By Tessa Choong
FB page: JRS – Jagna Relief Society Livelihood
The artistry and painstaking labour in the making of handicraft products is unfortunately rarely acknowledged by its extrinsic value and more often than not, craftsmen find themselves struggling to make ends meet. Partnered with Samuel, we have been assigned to a women mat making co-operative, named Jagna Relief Society Livelihood (JRS), which has been initially established by the members of the LDS church as a means to support the livelihood of the low-income citizens of Bohol. With the fortitude of the leader of the co-operative, Rebecca, we started looking into the accounts and the production process of JRS about two days after meeting the members of JRS.

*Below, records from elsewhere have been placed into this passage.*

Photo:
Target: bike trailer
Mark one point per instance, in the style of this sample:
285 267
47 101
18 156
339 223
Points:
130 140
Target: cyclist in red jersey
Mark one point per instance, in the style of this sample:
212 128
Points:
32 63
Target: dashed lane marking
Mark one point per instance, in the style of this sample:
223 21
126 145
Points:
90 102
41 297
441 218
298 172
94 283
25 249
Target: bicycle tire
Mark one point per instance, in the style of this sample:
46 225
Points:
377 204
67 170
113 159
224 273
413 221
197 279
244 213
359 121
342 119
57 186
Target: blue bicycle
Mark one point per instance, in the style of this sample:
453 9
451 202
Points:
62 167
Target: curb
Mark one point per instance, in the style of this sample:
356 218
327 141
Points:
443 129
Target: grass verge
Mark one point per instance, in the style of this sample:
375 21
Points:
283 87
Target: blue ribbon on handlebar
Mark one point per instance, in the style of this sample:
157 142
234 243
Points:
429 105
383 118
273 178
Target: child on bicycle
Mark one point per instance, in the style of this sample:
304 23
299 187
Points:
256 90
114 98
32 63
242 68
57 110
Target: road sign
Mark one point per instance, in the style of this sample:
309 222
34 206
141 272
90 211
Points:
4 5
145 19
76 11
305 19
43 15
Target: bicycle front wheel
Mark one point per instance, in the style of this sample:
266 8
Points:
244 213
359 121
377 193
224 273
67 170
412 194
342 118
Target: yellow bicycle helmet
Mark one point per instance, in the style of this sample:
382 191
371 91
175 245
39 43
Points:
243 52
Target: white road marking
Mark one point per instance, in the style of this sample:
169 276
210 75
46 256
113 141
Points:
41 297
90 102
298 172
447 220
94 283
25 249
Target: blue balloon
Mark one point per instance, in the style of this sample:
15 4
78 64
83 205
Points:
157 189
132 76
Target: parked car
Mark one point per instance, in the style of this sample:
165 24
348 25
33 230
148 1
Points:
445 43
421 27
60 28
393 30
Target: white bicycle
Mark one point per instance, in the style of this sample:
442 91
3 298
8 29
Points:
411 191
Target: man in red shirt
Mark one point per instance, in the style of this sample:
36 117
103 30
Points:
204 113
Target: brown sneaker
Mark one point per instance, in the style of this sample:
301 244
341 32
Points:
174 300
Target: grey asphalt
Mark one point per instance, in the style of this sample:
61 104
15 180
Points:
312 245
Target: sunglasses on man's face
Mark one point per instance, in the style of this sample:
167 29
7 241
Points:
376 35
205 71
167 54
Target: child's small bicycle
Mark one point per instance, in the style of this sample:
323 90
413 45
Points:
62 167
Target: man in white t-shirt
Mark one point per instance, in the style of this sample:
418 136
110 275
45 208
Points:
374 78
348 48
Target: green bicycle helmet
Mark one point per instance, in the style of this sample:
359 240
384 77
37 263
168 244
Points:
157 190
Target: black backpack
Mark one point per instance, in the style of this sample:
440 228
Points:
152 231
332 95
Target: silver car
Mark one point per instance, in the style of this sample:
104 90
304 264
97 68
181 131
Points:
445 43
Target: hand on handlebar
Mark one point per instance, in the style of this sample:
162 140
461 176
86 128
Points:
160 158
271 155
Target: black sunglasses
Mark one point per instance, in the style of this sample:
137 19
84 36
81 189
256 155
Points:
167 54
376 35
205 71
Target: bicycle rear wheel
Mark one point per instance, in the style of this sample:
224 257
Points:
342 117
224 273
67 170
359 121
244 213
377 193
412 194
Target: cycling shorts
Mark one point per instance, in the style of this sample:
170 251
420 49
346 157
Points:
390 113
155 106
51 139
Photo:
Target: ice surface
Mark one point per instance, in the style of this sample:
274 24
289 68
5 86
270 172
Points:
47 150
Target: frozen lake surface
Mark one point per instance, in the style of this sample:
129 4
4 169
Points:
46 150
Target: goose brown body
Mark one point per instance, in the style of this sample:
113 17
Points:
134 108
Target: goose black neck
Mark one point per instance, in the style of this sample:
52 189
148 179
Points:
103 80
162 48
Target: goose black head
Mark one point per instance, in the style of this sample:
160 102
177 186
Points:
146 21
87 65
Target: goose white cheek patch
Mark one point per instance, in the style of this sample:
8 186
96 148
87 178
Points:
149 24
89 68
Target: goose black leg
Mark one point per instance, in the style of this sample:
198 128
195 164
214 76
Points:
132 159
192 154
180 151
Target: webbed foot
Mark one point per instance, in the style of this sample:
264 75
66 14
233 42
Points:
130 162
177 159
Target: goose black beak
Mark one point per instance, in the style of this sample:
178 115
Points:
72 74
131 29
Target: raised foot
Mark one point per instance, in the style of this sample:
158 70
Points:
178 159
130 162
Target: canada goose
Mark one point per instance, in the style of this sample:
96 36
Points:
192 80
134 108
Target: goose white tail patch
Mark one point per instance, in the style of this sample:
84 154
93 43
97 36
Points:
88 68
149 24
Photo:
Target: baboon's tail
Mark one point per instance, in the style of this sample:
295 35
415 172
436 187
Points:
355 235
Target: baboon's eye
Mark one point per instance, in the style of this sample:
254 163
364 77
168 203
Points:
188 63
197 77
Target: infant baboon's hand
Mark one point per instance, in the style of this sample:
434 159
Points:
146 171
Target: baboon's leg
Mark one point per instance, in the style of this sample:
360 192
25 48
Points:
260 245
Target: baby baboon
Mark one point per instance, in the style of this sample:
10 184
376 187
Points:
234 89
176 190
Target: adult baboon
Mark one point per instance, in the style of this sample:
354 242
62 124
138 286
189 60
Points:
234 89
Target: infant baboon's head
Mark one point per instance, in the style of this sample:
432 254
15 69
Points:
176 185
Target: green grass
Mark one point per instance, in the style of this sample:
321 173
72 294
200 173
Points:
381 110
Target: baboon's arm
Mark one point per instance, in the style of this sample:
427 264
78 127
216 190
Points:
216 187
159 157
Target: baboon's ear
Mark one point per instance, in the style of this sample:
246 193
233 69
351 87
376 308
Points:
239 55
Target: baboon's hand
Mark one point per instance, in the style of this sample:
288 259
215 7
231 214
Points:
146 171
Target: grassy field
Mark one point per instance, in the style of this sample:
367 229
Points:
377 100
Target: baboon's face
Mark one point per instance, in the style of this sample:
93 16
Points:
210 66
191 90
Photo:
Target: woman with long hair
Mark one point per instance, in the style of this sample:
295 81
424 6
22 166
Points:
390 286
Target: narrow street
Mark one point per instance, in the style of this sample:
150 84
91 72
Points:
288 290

Currently, the members are working at the place of residence of Luz who is the internal auditor of the JRS. Located in Canjulao, members of the co-operative can be seen cutting and weaving the assembled cloth using the used wooden frames to finally produce the brightly coloured mats. Having gathered a general idea of the making of the product, we were pleasantly surprised by the quality and feel of these artisanal mats. The co-operative is presently producing four main items being the traditional doormats, which can be obtained in two different sizes, squared shaped potholders and round rugs used for dusting. Their two best-selling products so far are the round rugs and the small doormats.
In an attempt to reduce wastage of the scrap cloth, JRS has started making pillow stuffing with the remaining cloth and while these pillows sell for a higher price of 100 pesos, the orders have been scarce and the co-operative is likely to discard the production of these items. After enquiring about the financial records, we discovered that the co-operative manually maintained their bookkeeping entries with decent records of their sales, wage payments, and banked cash. From these source documents, I was able to devise the financial statement that was required for JRS to register their business with the Department of Labour and Employment and hopefully receive supporting funds amounting up to 500,000 pesos. Samuel was then in charge of producing the legal documents for their application. While they had proper records of their sales, records of their expenses were not properly documented as only some of the invoices were scattered in a file. However, completing the financial statements from scratch did feel rewarding as I was given the opportunity to apply my theoretical learning to a real life situation.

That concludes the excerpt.